Architizer News
Editor’s Pick: Totem Hut
March 28, 2011
We are reaching the terminal stages of cabin fever here in New York, as the days get longer and yet the snow and frozen rain continues. This is that grey hour of the late winter when you plot your move to LA or Dallas, and every sentence you say to someone else starts with “This summer, when ….”
As such, the Swamp Hut seems to us like a ghostly, fire-lit, s’mores-scented apparition from another world. Let’s take a look!
Moskow Linn Architects are a Boston-based office made up of Keith Moscow and Robert Linn. When the former inherited a piece of land in suburban Boston in 2008, he knew just what he would do with it. That’s because Moskow and Linn had, for almost two decades, been reinventing and rethinking a scheme that had somehow never found its way into the physical world. As a Dwell profile on the firm reports, the Swamp Hut had been reincarnated as a “an Architecture for Humanity competition entry, disaster housing proposal, eco-resort lodging plan, and as an all too appropriate submission to the Boston Society of Architects Unbuilt Architecture Awards.” But when the Walden Pond-esque inheritance came to him five years ago, the pair knew that Swamp Hut’s time had come.

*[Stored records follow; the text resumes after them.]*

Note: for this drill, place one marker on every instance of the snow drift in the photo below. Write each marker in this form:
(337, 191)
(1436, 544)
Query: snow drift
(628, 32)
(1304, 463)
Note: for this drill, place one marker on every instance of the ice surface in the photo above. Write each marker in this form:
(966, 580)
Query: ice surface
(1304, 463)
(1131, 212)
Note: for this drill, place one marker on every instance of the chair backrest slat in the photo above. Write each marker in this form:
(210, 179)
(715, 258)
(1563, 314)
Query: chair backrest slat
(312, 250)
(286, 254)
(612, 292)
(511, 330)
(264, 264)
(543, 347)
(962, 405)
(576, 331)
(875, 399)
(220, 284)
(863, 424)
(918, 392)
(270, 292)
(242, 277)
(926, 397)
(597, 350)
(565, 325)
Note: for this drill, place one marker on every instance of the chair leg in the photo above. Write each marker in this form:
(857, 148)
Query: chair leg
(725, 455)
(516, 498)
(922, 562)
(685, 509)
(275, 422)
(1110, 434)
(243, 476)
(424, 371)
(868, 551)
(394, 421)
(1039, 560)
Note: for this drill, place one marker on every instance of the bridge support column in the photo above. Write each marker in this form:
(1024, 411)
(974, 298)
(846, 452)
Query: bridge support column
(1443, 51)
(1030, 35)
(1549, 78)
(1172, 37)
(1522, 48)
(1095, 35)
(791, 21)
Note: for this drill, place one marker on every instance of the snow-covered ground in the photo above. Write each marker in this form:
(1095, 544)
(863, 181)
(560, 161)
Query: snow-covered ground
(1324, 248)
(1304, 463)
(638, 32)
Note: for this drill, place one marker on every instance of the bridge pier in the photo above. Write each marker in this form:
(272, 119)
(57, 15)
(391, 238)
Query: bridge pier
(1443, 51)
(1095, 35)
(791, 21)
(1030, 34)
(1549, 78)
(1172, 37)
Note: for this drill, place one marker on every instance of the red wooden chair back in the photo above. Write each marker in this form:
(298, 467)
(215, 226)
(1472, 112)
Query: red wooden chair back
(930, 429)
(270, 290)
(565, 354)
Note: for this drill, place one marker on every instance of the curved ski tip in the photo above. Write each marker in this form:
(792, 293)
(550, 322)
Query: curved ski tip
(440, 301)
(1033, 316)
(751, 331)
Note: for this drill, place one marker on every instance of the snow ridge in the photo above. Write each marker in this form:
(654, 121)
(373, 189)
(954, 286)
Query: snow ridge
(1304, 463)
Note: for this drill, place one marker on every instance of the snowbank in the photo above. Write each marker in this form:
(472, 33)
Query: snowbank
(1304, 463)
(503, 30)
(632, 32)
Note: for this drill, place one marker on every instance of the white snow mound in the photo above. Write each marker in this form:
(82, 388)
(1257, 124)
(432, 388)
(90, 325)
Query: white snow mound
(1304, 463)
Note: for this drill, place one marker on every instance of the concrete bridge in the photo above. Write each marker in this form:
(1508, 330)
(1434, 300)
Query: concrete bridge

The Swamp Hut is a light, spindly aggregation of four gabled huts, connected by a wooden deck. In the center of the deck, a raised firepit stands – as Moskow Linn says, after all, sleeping at the Hut is “glorified camping.” Each hut is made of a wooden frame, stabilized by pre-fab wooden trusses, and lined with transparent fiberglass that turns them into glowing, elemental shapes in the evenings. In keeping with the office’s sustainable bent, all materials were, whenever possible, sourced responsibly and carried to the site by hand. According to Dwell, the entire project cost just $7,500 – partially because they enlisted friends for help at the site and pre-fabricated as much of the work off-site as possible.
Programmatically, the huts are organized as follows:
- Cleansing Hut – positioned to the North the hut is the most enclosed with an aluminum roof.
- Sleeping Huts – positioned to the East and West, the sleeping huts have translucent roofs.
- Table Hut – positioned to the South, the hut is furnished with a table for eating and writing. This hut extends over the swamp and is the best location for wildlife observation. The hut has no roof.
- Central Deck – surrounded by the huts the central deck is an outdoor room.